Control strategies follow frameworks advocated by World Health Organization, operationalized through collaborations with Stop TB Partnership, funding via the Global Fund, and technical support from Centers for Disease Control and Prevention. Interventions include rapid diagnostics deployed in programs supported by Bill & Melinda Gates Foundation and vaccine research partnerships involving PATH and academic consortia at London School of Hygiene & Tropical Medicine. Infection control in healthcare settings references guidelines from Occupational Safety and Health Administration and facility-level protocols used at Groote Schuur Hospital and St. Thomas' Hospital. Social protection measures draw on models implemented by Brazil's Bolsa Família–related health initiatives and conditional cash transfer evaluations funded by Inter-American Development Bank.
Ongoing research spans drug development led by consortia including TB Alliance and pharmaceutical firms regulated by European Medicines Agency and U.S. Food and Drug Administration, vaccine trials coordinated with sites like South African Tuberculosis Vaccine Initiative and academic partners at University of Oxford.

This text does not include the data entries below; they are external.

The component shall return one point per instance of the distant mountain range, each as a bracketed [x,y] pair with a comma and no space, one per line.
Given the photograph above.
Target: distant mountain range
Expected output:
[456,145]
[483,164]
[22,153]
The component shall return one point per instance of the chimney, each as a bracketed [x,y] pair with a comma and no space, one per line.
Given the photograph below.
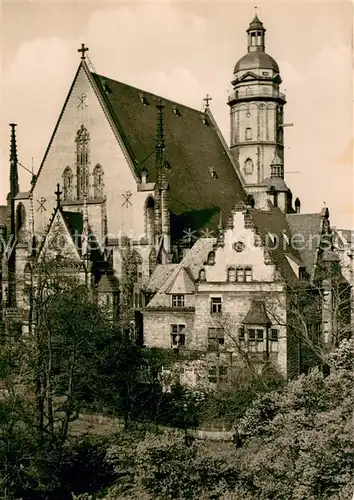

Genomic surveillance networks link institutes such as Wellcome Sanger Institute, Broad Institute, and national reference laboratories in Russia and China. Implementation science projects funded by Wellcome Trust and executed with partners like Médecins Sans Frontières and World Health Organization aim to integrate new regimens into public programmes modeled on pilots in Peru, Georgia (country), and Mongolia. Policy dialogues convened by United Nations fora and health summits foster resource mobilization through the Global Fund and bilateral partnerships with agencies such as United States Agency for International Development.